Design of experiments (DOE) takes the opposite stance: it deliberately changes several factors together in a structured pattern, so a single set of runs reveals each factor's main effect and how factors modify each other. That structure is what OFAT throws away. New to the terminology? Start with our plain-language design of experiments where do I start primer, then come back here for the head-to-head.

The interaction OFAT can't see

An interaction means the effect of one factor depends on the level of another, and one-factor-at-a-time is structurally incapable of detecting it. Because OFAT fixes every other factor while it moves one, it only ever measures a factor's effect at a single setting of the rest, never learning that the effect would flip or grow somewhere else.

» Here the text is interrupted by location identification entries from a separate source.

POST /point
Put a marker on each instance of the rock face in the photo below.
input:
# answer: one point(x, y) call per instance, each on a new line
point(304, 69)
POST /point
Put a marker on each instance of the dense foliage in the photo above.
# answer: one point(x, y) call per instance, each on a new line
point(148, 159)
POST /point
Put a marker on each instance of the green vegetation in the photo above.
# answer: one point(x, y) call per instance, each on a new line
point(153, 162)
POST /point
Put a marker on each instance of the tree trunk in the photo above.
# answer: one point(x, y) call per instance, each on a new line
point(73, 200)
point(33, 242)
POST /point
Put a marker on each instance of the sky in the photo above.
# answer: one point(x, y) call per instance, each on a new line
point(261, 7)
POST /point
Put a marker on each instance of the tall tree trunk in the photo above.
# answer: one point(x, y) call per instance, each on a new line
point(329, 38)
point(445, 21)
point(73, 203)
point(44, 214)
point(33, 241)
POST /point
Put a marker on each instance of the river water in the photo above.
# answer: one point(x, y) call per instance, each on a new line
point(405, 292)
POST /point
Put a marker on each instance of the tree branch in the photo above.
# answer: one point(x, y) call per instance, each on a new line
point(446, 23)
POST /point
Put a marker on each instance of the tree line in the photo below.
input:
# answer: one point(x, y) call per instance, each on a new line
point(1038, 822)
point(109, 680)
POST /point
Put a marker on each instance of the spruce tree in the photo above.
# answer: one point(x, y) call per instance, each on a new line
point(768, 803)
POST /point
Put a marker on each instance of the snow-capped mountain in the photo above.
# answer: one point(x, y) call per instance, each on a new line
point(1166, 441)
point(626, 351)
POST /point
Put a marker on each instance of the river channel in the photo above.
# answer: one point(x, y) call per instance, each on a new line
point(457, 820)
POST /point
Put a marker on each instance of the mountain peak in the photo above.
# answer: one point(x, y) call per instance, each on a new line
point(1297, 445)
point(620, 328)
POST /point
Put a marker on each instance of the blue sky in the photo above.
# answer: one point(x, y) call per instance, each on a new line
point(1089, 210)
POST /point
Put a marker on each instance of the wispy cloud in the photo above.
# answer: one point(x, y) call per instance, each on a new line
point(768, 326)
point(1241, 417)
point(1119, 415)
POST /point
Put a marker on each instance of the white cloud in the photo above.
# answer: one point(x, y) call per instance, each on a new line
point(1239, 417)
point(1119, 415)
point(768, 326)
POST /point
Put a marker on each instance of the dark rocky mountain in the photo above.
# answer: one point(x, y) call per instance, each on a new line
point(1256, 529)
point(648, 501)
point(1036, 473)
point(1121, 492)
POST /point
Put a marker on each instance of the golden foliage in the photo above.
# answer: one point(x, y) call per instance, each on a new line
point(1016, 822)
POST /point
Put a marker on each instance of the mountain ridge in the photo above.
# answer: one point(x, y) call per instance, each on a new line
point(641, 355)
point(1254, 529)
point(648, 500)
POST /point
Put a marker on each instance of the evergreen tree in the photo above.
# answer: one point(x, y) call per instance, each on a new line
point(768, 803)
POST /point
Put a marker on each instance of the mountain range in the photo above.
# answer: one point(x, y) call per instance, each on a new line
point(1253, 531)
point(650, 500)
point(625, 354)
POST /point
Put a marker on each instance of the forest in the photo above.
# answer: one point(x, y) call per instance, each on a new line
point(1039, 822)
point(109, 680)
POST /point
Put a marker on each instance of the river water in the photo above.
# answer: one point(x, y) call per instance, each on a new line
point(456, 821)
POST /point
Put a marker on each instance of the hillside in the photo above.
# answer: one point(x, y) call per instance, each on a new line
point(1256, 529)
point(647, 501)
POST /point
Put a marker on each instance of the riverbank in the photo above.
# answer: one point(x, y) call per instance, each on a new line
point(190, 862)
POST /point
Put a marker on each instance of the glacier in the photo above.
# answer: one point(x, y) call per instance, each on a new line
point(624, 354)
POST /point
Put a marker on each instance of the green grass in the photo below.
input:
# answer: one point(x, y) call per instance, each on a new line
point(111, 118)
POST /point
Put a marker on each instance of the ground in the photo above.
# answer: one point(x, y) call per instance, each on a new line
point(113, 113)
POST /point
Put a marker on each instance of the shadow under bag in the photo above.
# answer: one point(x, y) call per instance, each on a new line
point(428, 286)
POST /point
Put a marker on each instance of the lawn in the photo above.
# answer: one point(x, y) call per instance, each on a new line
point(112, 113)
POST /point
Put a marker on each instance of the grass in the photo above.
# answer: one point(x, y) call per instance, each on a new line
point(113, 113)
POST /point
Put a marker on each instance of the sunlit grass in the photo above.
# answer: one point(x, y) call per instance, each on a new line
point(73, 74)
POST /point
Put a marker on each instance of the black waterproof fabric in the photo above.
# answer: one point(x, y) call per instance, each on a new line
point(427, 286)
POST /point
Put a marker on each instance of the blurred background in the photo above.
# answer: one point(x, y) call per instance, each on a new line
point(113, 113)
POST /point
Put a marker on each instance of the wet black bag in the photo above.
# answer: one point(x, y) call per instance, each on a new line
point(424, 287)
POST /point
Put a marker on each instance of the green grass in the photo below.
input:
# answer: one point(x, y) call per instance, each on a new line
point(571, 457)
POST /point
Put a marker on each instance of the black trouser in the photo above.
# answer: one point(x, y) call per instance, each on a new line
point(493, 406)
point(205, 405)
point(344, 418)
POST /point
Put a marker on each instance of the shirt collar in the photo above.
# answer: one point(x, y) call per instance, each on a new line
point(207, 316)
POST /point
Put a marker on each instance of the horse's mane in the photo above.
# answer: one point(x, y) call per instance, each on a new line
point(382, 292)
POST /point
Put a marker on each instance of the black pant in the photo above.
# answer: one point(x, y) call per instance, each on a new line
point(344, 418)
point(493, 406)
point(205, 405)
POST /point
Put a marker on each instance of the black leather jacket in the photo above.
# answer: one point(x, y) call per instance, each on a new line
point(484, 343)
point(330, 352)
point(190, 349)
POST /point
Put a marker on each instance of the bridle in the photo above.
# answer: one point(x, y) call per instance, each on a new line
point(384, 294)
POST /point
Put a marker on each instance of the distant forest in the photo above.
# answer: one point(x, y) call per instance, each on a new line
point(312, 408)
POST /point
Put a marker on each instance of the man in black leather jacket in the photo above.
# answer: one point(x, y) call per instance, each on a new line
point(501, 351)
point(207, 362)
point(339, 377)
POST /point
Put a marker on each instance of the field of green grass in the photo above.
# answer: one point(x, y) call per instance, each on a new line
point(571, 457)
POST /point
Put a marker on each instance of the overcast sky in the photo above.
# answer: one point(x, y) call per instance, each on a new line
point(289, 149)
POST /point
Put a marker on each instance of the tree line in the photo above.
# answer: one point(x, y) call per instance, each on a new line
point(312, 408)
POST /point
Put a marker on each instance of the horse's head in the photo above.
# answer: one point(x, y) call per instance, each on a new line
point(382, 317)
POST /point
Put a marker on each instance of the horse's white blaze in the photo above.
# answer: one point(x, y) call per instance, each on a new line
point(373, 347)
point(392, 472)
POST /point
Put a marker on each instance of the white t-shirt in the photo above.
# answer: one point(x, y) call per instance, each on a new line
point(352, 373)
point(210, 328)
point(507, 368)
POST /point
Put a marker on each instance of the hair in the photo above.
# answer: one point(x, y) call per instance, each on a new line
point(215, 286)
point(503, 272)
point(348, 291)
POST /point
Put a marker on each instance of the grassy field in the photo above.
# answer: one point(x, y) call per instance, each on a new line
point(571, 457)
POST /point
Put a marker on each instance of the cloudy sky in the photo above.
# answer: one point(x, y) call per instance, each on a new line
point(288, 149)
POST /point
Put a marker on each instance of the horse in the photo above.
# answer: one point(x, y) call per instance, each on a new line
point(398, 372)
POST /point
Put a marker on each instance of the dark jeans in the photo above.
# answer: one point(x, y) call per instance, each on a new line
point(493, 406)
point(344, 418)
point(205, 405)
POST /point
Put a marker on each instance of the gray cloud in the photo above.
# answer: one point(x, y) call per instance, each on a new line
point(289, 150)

Picture a response surface as a hillside. When factors are independent, the hill is a simple dome and OFAT climbs straight to the top: optimize x, then optimize y, done. But when factors interact, the dome tilts into a diagonal ridge. OFAT moves east until it hits the ridge, then moves north along a line that runs off the ridge crest, and stops. It has found a local high point, not the summit, and it has no way of knowing the summit lies in the diagonal direction it never tried.

OFAT (red) climbs one axis, then the other, and halts on the flank of a diagonal ridge. The factorial DOE grid (blue) samples the corners and centre, so the interaction, and the direction to the true top-right optimum, is visible in a single set of runs.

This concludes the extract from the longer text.